Karen White is the New York Times bestselling author of more than twenty novels, including the Tradd Street series, The Night the Lights Went OutFlight PatternsThe Sound of GlassA Long Time Gone, and The Time Between. She is the coauthor of The Forgotten Room with New York Times bestselling authors Beatriz Williams and Lauren Willig. She grew up in London but now lives with her husband and two children near Atlanta, Georgia.

Excerpt. © Reprinted by permission. All rights reserved.

The Playing Fields Blog

Observations of Suburban Life from Sweet Apple, Georgia

Written by: Your Neighbor

Installment #1: A Plague of Bulldozers and White Escalades

A woman at my hair salon today asked me where I’d learned to put on makeup. I considered this a compliment, having always taken good care of my skin for the sole purpose of making it a smooth palette on which to put makeup. I could tell she was a transplant to our north Atlanta suburb of Sweet Apple by her accent. And by her question. Every true Southern mama teaches her daughter about makeup. I think in some parts of the Deep South (like the Mississippi Delta), girls are born with makeup brushes clutched in their tiny hands. This might be hearsay, but have you ever noticed how many Miss Americas are from Mississippi?

She asked me to say a few words for her, like “honey” and “fiddledeedee” and “damn,” to hear my accent, and then actually asked if I’d ever heard of the hanging of an innocent man around these parts. I had the sudden and horrible thought that those who aren’t from around here might think that Gone with the Wind or that song about the night the lights went out in Georgia were true compasses showing what they might discover here in Sweet Apple.

That’s when I decided I needed to write a blog, a sort of tutorial or map for the newcomers here. A way for them to educate themselves on the ways of the South and its natives before they do something heinous like wear white pants after Labor Day or show up at a funeral without a chafing dish full of Southern comfort food.

Just like all polite Southern conversations, this one, I thought, should start with the weather. For those newcomers who haven’t yet experienced what we locals refer to as the furnace, the heat of a Georgia summer arrives suddenly.
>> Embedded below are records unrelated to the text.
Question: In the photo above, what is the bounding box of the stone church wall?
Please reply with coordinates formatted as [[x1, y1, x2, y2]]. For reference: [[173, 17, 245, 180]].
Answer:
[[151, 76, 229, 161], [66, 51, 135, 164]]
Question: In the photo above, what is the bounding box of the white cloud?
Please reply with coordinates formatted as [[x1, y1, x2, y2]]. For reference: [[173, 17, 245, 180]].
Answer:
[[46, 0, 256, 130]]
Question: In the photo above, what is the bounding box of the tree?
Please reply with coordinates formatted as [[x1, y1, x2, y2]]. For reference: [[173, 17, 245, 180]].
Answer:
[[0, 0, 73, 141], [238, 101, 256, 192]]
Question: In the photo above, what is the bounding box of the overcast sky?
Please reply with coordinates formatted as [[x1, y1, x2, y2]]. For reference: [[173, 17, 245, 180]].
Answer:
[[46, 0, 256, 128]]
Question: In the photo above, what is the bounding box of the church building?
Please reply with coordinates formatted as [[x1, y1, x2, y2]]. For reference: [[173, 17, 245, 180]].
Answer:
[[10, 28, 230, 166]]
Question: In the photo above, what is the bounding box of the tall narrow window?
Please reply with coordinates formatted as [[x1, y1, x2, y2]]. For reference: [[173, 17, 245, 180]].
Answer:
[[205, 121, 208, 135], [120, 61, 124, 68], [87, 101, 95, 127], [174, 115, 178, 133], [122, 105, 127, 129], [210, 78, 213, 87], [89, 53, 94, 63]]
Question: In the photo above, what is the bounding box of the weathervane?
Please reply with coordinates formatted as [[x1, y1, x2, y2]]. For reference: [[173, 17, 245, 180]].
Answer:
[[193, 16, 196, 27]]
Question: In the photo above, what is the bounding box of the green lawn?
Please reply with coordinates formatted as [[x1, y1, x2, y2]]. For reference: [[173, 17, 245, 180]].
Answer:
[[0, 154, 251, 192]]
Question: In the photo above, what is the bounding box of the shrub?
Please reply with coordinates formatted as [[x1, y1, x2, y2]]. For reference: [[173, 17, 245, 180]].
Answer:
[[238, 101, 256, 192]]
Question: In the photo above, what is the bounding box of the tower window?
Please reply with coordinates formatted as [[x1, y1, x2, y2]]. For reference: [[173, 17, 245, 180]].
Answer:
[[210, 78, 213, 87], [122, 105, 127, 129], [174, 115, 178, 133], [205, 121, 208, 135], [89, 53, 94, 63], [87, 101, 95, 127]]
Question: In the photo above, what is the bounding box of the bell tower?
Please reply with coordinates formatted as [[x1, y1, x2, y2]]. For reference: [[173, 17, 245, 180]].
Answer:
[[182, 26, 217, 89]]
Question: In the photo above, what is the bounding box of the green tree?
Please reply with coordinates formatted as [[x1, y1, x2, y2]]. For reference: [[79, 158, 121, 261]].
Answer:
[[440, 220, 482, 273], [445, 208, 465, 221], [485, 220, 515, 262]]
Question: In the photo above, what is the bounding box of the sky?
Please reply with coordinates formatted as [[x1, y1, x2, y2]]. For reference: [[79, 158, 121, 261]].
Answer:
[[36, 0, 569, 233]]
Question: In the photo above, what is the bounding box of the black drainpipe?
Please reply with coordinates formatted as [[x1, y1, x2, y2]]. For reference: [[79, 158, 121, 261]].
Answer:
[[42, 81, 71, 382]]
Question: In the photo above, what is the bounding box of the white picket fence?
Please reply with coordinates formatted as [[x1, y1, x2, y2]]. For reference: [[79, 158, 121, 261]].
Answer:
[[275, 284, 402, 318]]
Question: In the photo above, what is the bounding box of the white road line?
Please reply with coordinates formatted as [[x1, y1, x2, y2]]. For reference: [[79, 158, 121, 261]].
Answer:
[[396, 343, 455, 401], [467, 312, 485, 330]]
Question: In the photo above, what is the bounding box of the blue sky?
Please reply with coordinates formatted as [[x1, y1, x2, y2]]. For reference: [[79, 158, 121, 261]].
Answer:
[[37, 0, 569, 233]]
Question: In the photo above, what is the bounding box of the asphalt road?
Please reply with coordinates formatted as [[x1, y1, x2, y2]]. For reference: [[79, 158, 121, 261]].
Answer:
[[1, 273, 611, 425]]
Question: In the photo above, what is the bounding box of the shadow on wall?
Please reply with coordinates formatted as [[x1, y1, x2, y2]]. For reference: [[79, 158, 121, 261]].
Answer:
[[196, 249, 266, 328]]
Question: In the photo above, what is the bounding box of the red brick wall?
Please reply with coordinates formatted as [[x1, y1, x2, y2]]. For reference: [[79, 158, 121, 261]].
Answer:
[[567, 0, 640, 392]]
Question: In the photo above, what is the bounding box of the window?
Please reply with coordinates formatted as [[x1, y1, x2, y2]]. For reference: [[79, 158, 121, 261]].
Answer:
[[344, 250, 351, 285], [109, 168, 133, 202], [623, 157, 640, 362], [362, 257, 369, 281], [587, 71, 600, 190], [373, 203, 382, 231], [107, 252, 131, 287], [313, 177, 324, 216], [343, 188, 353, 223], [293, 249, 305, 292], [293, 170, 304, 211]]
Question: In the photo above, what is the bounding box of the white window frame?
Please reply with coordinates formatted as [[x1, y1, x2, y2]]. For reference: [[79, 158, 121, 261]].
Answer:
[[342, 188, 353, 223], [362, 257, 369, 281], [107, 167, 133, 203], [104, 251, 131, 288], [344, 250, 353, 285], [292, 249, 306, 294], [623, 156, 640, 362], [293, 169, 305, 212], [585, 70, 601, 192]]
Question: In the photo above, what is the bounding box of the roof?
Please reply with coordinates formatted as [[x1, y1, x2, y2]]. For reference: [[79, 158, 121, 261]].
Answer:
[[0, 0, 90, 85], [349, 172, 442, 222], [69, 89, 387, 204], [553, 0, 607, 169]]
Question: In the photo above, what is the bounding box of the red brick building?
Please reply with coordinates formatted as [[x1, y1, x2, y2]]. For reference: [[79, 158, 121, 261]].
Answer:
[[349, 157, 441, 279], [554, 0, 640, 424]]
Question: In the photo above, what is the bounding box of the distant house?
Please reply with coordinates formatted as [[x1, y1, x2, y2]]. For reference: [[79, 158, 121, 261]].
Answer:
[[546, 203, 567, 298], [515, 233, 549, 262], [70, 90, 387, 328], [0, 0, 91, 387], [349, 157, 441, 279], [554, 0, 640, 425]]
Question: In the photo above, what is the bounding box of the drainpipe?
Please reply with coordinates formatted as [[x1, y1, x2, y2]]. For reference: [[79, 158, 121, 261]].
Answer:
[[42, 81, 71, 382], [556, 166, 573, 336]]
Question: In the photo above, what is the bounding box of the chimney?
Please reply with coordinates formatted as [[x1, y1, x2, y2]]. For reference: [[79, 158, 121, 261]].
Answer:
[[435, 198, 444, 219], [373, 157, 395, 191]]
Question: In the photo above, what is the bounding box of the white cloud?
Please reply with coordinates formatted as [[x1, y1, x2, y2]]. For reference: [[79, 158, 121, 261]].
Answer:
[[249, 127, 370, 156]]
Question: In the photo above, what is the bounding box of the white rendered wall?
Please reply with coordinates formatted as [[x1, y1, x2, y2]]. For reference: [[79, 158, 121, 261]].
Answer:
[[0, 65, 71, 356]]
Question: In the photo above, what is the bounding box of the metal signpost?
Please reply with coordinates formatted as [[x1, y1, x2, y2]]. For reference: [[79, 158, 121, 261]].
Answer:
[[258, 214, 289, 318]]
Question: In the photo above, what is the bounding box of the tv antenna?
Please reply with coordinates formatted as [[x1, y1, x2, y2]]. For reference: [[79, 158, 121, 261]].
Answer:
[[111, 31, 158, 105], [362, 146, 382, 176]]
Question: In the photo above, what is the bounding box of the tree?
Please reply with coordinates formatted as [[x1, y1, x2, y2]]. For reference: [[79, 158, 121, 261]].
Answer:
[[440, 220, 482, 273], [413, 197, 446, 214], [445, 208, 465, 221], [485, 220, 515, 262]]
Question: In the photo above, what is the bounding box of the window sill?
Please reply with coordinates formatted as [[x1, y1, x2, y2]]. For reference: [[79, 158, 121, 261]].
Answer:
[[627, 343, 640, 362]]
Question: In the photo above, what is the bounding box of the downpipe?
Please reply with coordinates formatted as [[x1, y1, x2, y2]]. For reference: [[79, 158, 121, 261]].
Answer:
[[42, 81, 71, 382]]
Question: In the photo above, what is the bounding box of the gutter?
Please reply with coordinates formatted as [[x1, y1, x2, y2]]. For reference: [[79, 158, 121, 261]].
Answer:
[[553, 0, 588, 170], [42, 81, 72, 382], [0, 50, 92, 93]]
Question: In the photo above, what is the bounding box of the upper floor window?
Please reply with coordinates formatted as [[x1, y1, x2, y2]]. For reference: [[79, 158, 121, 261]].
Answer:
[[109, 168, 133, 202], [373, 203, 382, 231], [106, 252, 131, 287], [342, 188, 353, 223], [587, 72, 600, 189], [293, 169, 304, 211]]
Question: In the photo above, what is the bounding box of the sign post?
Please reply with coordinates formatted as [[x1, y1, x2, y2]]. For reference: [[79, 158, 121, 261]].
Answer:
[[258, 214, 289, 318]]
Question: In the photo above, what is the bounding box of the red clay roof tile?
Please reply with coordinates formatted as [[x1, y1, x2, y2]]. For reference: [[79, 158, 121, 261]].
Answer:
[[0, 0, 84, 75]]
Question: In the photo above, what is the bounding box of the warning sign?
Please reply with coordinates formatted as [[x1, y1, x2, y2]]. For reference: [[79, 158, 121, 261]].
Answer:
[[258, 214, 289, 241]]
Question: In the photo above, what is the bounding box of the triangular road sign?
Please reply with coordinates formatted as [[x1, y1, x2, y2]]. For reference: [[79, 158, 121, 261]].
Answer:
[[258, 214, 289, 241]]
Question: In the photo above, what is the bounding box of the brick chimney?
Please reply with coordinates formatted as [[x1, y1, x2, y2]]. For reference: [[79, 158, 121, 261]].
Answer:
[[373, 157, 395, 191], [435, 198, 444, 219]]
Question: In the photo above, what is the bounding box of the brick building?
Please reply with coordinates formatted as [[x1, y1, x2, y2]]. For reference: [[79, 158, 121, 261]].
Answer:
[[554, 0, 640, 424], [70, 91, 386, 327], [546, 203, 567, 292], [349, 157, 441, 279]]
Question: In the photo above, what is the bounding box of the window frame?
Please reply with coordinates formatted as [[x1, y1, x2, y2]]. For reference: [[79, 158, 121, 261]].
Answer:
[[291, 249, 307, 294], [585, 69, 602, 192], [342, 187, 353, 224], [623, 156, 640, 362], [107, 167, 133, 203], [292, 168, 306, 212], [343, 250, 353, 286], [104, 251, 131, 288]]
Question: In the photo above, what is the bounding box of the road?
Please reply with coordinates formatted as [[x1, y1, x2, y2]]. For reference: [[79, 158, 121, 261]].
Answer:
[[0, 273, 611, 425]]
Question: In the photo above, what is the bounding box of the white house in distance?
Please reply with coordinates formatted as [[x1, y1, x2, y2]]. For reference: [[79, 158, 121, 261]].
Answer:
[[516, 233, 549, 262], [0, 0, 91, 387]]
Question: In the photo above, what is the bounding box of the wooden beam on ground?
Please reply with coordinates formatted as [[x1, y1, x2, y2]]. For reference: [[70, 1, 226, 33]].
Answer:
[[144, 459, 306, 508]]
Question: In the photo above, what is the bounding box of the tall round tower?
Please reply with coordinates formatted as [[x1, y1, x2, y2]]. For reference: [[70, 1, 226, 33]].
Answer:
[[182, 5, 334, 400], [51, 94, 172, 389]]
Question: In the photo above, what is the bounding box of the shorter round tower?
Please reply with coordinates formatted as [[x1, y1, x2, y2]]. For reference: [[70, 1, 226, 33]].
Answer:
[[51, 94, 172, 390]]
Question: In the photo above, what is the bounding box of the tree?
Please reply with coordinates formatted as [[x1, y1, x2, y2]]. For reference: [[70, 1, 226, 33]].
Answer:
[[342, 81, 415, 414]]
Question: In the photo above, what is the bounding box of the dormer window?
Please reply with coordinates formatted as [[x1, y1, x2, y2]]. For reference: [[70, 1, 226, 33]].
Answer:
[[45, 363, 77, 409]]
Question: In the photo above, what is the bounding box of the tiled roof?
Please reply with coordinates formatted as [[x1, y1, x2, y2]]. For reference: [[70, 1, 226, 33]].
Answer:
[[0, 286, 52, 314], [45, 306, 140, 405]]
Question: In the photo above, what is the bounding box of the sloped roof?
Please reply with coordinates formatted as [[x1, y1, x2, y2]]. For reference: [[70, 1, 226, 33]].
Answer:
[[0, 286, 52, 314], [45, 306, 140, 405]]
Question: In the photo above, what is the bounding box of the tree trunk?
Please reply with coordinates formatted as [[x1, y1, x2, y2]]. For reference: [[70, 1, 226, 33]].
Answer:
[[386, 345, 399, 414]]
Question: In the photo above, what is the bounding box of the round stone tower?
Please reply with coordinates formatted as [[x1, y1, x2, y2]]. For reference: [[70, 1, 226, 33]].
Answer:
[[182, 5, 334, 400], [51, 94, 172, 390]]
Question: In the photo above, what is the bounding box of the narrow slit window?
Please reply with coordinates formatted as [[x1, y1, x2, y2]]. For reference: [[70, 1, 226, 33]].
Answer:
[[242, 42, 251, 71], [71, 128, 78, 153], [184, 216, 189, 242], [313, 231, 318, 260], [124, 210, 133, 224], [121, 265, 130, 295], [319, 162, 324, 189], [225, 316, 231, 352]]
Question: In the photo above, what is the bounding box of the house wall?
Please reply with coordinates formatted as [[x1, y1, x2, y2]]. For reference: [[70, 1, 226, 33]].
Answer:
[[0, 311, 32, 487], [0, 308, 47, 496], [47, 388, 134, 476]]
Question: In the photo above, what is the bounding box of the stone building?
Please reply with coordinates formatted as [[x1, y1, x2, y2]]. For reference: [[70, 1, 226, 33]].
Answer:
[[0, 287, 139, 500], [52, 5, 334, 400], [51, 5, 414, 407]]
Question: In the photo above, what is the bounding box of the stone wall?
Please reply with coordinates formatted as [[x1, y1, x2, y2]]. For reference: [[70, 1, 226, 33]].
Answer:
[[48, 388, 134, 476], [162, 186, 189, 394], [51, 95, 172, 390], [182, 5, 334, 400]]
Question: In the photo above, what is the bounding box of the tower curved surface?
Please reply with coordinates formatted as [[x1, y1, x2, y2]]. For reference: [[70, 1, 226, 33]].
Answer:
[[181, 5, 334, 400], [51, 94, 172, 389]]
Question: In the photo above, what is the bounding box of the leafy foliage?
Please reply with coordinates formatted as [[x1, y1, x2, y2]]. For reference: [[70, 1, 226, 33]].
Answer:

The cicadas begin their whirring song in the trees as a sort of advance warning, and by the time the tree frogs begin burping in unison, summer is here.

But if you live in one of our new neighborhoods, you won’t be able to hear the cicadas or the frogs because of the incessant thumping of your neighbors’ HVAC systems, rumbling all day long like an endless shouting match.

I’d like to suggest turning off the air-conditioning in the evenings when it’s cooler, to hear yourselves think for a change. Hear the voices of your neighbors, even. It’s easy to think we all live in our own air-conditioned bubbles, but we don’t. We have to share our breathing space with our neighbors. And don’t forget we’re all supposed to love our neighbors no matter how difficult they sometimes make it. Like when they vote to bulldoze another farm, or park in the fire lane at Kroger, or tailgate me in their white Escalade (sometimes it’s a Mercedes or BMW SUV and even the occasional Honda—but it’s always white) even when I’m going the speed limit. Being late for a chemical peel does not give you the right to tailgate, no matter how uneven your skin tone. It’s not very neighborly.

Yes, we’re supposed to love our neighbors. Yet I still can’t shake my daydreams where I come up with a thousand different ways in which I can make some of them disappear. Permanently. Thank heavens they’re just daydreams.

 

Chapter 1

Merilee

Sweet Apple, Georgia

2016

If there was one thing that Merilee Talbot Dunlap had learned in eleven years of marriage, it was the simple fact that you could live with a person for a long time and never really know him. That it was easy to accept the mask he wore as the real thing, happy in your oblivion, until one day the mask slipped. Or, as in Merilee’s case, when it fell off completely and you were forced to face your own complicity in the masquerade.

No, she knew she hadn’t made Michael have an affair with their daughter’s third-grade math teacher. But she had allowed herself never to question any discrepancies in her marriage, content in her role as suburban wife and mother, until the props and scenery were pulled away and she was asked to exit stage right.

“Mommy?”

Merilee turned toward her ten-year-old daughter, Lily, blond and fine boned like her father but with a perpetually worried expression that was all her mother’s. It seemed Lily already had a permanent furrow between her brows from the worry she’d been born with. The last months since the divorce and the stress from the upcoming move hadn’t helped.

“Yes?”

“What if I don’t meet any friends in my new school? And what if I don’t have anybody to sit with at lunchtime? And I’m thinking I shouldn’t be in the accelerated English class, because what if I’m not smart enough?”

Merilee carefully snapped down the lid of the plastic container she’d been filling with her collection of old maps. She’d been collecting them since she was a little girl, when she’d been in an antiquarian bookstore with her grandfather and he’d shown her an ink-drawn map. It had sketches of horses and cows and fences, and a cozy log cabin with smoke curling from its lone chimney.

“That’s where you live,” he’d said, pointing to the cabin.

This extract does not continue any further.